大手EC企業「クーパン(COUPANG)」の深夜配送をめぐる議論が韓国で加熱している。全国民主労働組合総連盟(民主労総)傘下の全国宅配労働組合(宅配労組)が「午前0時から5時までの配送を禁止すべきだ」と主張し、いわゆる「深夜労働撤廃」を訴えたことで、政界にも波紋が広がっている。
議論の発端は、2024年10月に当時の野党「共に民主党」の主導で発足した「宅配社会的対話機構」で、民主労総側が深夜配送の過酷さと危険性を理由に提案したことに始まる。以降、深夜配送の是非をめぐる論争が広がった。
しかし、当のクーパン配達を担当する委託ドライバーの多くはこの主張に反対している。クーパンの配達拠点ごとに構成された「クーパンパートナーズ連合会(CPA)」が所属ドライバー2405人を対象にした調査では、93%が「深夜配送の禁止に反対」と回答した。
クーパン側は、深夜配送の必要性を物流効率の面から強調している。朝7時までに届ける「早朝配送」の物量は特定エリアに集中しており、深夜帯の交通量が少ないため配達効率が20%以上向上するという。また、同じ時間で配達件数が増えることから、収入は昼間に比べて1.5〜2倍に上がり、配達員の満足度も高いとしている。
アンケートでも、配達員が挙げた深夜配送の利点として「交通渋滞が少なく、エレベーターも使いやすい」(43%)、「収入が高い」(29%)、「昼間に自由な時間を持てる」(22%)、「昼間の仕事がない」(6%)などの回答があった。また、70%は「深夜配送が規制されれば、他の夜間業務を探す」と答えている。
韓国労働組合総連盟(韓国労総)も「現実には生活のために働かざるを得ない労働者がおり、早朝配送を必要とする消費者も存在する」として禁止に反対の立場を表明した。CJ大韓通運などに所属する一般宅配ドライバー約6000人が加入しているとされる「非労組宅配連合」も、交通量の少なさや移動時間の短さ、作業負荷の軽さを理由に、民主労総の主張に反対している。

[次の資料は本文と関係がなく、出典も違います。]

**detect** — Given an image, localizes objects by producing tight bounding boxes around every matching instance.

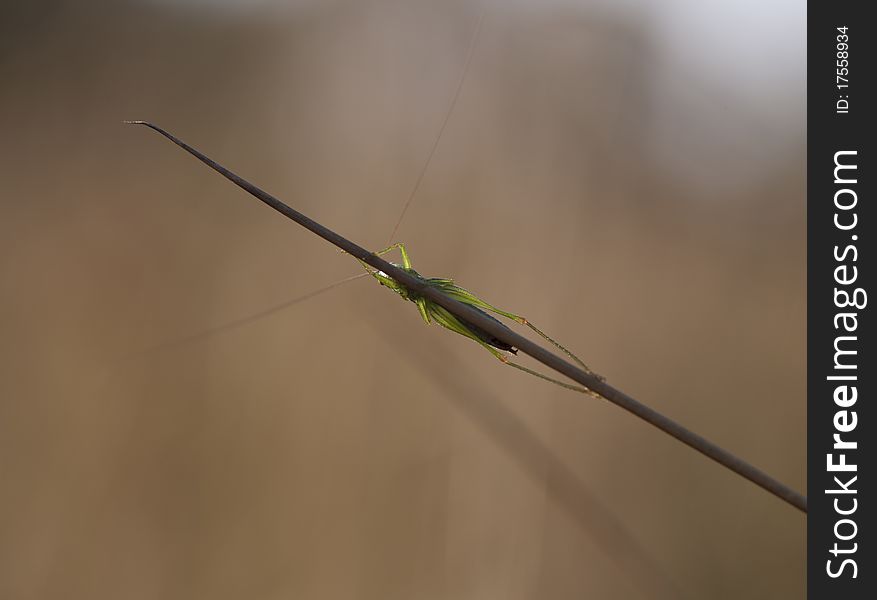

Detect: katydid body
[123,3,811,512]
[355,243,605,397]
[122,12,605,396]
[125,119,604,397]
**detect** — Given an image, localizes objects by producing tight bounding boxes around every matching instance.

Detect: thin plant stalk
[126,121,807,514]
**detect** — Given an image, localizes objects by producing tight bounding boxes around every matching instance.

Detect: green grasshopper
[129,120,604,396]
[127,9,603,397]
[350,242,604,396]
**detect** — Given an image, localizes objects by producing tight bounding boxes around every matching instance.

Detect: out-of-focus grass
[1,1,804,598]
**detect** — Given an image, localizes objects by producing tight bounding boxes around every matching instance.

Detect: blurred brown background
[1,0,804,598]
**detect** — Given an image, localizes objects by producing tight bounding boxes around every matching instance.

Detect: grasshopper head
[371,263,422,302]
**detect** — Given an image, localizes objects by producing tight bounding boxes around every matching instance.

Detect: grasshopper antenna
[120,6,487,354]
[117,272,369,361]
[386,7,486,243]
[125,119,806,514]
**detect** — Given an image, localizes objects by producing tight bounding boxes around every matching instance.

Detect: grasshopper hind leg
[466,332,604,400]
[436,285,605,382]
[518,319,605,382]
[503,358,605,400]
[471,302,605,382]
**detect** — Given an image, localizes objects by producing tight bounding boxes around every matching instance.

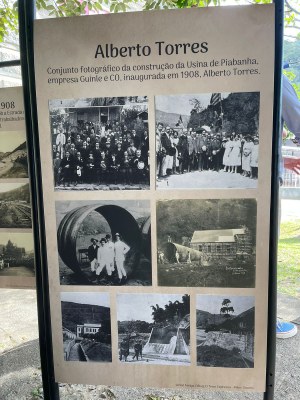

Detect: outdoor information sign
[34,5,275,392]
[0,87,35,289]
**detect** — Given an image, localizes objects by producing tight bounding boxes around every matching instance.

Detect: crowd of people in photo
[156,122,259,180]
[87,234,130,285]
[52,120,150,187]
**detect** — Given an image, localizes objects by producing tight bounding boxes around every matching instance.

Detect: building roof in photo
[78,323,102,328]
[191,228,246,244]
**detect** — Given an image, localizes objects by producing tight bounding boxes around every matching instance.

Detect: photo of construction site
[117,293,190,366]
[157,198,257,288]
[196,295,255,368]
[0,183,32,228]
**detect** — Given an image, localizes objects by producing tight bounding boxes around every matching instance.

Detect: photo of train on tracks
[196,295,255,368]
[156,198,257,288]
[56,200,152,286]
[0,183,32,228]
[0,232,35,278]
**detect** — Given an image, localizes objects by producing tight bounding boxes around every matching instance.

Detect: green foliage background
[2,0,298,43]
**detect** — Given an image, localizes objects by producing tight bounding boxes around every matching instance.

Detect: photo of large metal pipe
[57,204,151,280]
[164,242,202,263]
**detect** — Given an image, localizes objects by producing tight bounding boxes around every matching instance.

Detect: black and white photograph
[155,92,260,189]
[157,199,257,288]
[0,131,28,178]
[49,96,149,190]
[56,200,151,286]
[0,183,32,228]
[61,292,112,363]
[117,293,190,366]
[0,232,35,278]
[196,295,255,368]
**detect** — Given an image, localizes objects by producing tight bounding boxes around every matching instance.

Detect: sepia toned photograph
[156,92,260,189]
[0,183,32,228]
[196,295,255,368]
[0,131,28,179]
[49,96,149,190]
[61,292,112,363]
[56,200,151,286]
[157,199,257,288]
[117,293,190,366]
[0,232,35,278]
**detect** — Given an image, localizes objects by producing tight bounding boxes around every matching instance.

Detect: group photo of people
[49,96,150,190]
[155,91,260,189]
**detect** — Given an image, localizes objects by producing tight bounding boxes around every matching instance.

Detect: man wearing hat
[105,139,113,159]
[177,129,188,173]
[195,130,206,171]
[205,133,213,170]
[55,129,66,159]
[160,126,174,177]
[131,129,141,149]
[96,238,112,280]
[211,133,222,172]
[114,233,130,283]
[105,234,115,274]
[88,238,99,274]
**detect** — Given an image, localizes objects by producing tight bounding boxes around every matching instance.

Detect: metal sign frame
[15,1,283,399]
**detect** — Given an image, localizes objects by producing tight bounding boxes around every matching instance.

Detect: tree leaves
[0,0,18,42]
[0,0,299,44]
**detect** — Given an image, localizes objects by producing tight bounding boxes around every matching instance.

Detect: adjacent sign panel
[0,87,35,289]
[34,6,274,391]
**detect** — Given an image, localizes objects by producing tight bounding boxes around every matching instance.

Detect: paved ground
[157,169,257,189]
[55,183,149,191]
[0,266,35,278]
[0,288,299,400]
[280,199,300,222]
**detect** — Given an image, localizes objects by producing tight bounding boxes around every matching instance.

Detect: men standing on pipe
[87,238,99,276]
[114,233,130,284]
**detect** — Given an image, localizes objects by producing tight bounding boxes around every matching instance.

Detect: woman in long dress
[242,136,254,177]
[250,137,259,179]
[230,135,242,173]
[223,135,234,172]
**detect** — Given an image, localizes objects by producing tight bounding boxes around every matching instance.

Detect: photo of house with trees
[196,295,255,368]
[61,292,112,363]
[117,293,190,365]
[0,232,34,277]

民主労総は「午前5時以降に出勤し緊急配送のみ対応するという案を提示したのであって、深夜配送を全面的に禁止する主張ではない」と主張を一部修正しているが、クーパン側は「0~5時配送の禁止自体が早朝配送の実質的な停止に等しい」として反論する。1人の配達員が100~200世帯以上を回る構造上、2時間以内に配達を完了するのは現実的に不可能だという。